YÖK'ün merkeziyetçi olmakla eleştirildiğini ancak yeni yasada merkeziyetçiliğin daha da derinleştiğini belirten Adaman, üniversite konseyi fikrinin kabul edilemez olduğunu üniversitelerin rektörlerini kendilerinin seçmelerini istediklerini söyleyerek taslaktaki piyasa ve faydacılığa yönelik vurguyu da eleştirdi.
"Yasayla orman bekçiliği yapmak isteniyor"
Öğretim Üyeleri Derneği'nde Reşit Canbeyli YÖK başkanının eski YÖK yasasının merkeziyetçi olmasını söylemesinden yola çıkarak, "Yenisinin öyle olmayacağı anlaşıyor ama kötü bir haberim var, bu doğru değil" diyerek başladığı sözlerine bir anekdotla devam etti:
"Slaytlar izletilen iki gruptan birine orada otobüs var mı diye sorulurken diğer gruba otobüsün rengi neydi diye soruluyor. Birinci grup otobüsün varlığını tartışırken ikinci grup bunu hiç düşünmeden rengini tartışıyor. Bize de otobüs gösterip rengini soruyorlar. Kusura bakmayın otobüs yok orada."
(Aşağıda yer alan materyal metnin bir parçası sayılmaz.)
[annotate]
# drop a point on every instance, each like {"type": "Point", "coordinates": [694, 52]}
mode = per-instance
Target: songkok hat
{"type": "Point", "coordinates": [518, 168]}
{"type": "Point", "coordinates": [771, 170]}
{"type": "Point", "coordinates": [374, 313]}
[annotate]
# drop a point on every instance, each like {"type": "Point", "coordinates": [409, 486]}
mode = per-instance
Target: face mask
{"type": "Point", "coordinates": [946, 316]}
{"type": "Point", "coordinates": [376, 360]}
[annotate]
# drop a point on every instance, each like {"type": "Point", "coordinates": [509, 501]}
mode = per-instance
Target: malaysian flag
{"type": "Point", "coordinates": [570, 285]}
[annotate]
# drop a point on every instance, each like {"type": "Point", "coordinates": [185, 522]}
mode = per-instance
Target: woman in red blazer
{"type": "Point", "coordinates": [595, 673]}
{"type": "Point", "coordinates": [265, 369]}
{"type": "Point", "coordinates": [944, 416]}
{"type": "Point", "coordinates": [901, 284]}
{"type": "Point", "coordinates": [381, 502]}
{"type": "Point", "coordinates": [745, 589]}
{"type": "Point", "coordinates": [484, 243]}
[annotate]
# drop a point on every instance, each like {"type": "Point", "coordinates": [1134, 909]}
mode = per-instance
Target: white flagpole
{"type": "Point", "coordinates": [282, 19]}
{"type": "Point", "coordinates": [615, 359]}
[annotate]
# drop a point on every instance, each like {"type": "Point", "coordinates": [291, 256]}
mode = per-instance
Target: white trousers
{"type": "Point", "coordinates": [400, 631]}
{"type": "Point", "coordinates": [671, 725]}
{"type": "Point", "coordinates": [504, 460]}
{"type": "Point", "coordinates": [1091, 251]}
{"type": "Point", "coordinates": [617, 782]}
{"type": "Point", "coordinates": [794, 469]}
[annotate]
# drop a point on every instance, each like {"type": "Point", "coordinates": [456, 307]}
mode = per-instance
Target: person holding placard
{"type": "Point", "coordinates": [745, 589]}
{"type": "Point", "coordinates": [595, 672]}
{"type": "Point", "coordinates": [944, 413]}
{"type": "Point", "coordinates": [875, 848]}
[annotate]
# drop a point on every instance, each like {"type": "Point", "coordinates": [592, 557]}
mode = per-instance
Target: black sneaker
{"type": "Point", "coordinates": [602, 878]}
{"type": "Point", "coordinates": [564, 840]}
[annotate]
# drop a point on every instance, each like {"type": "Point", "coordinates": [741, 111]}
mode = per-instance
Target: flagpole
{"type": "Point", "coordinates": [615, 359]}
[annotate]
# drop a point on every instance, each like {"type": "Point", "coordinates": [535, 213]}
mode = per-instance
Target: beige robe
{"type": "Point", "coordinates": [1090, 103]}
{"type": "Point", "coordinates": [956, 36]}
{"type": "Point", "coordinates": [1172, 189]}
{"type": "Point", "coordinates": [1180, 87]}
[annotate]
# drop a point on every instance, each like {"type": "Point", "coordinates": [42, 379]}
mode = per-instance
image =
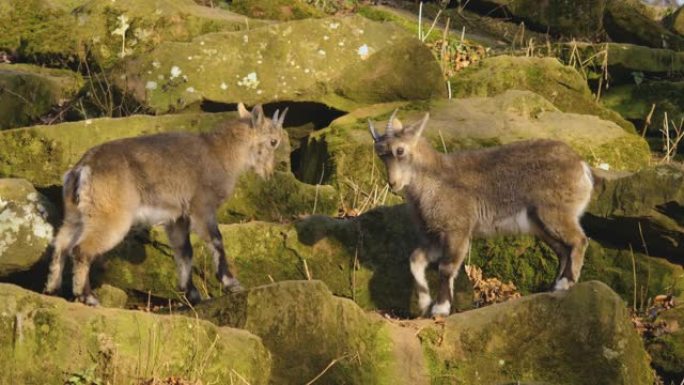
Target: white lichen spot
{"type": "Point", "coordinates": [610, 354]}
{"type": "Point", "coordinates": [175, 72]}
{"type": "Point", "coordinates": [363, 52]}
{"type": "Point", "coordinates": [249, 81]}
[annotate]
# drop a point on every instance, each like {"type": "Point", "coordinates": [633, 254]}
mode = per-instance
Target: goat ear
{"type": "Point", "coordinates": [257, 116]}
{"type": "Point", "coordinates": [281, 120]}
{"type": "Point", "coordinates": [420, 126]}
{"type": "Point", "coordinates": [242, 111]}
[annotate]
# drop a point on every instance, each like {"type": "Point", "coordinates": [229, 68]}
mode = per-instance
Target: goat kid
{"type": "Point", "coordinates": [539, 187]}
{"type": "Point", "coordinates": [175, 179]}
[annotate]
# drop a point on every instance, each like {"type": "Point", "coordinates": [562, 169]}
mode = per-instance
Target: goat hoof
{"type": "Point", "coordinates": [193, 296]}
{"type": "Point", "coordinates": [441, 310]}
{"type": "Point", "coordinates": [89, 300]}
{"type": "Point", "coordinates": [231, 285]}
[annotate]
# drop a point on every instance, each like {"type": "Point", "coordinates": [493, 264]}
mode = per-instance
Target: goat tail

Performans puanlama sistemini eleştiren Canbeyli bu sistemle üstlerin astlara baskı yapacaklarını belirterek üniversal kavramının sayılara ve askeri standartla indiren yasayı kabul etmenin mümkün olmadığını söyledi.
"Üniversite bir ağaçtır, yeşertilmesi gerekiyor. Bu yasa üniversitelere üniversite olarak bakmıyor, bir orman olarak görüyor ve orman bekçiliği yapmak istiyor."
"Yasada akademinin dili yok"
Öğretim Üyeleri Derneği'nden Nihal Saban "KCK, Ergenekon davaları, üniversite içinde ve dışında şiddetin yaşandığı koşullarda yasa tartışacak halimiz yok. Toplumsal barışa ulaşıp silahlar sustuktan sonra yasayı tekrar tartışmaya ihtiyacımız var" diyerek başladı konuşmasına.
Yasaya akademinin dilinin yansımadığını ve hukukçu eli değmediğini söyleyen Saban, taslağın Bakanlar Kurulu tarafından hazırlanmış gibi olduğunu belirterek, üniversitelerde daha çok siyasi baskı yaratacağını vurguladı.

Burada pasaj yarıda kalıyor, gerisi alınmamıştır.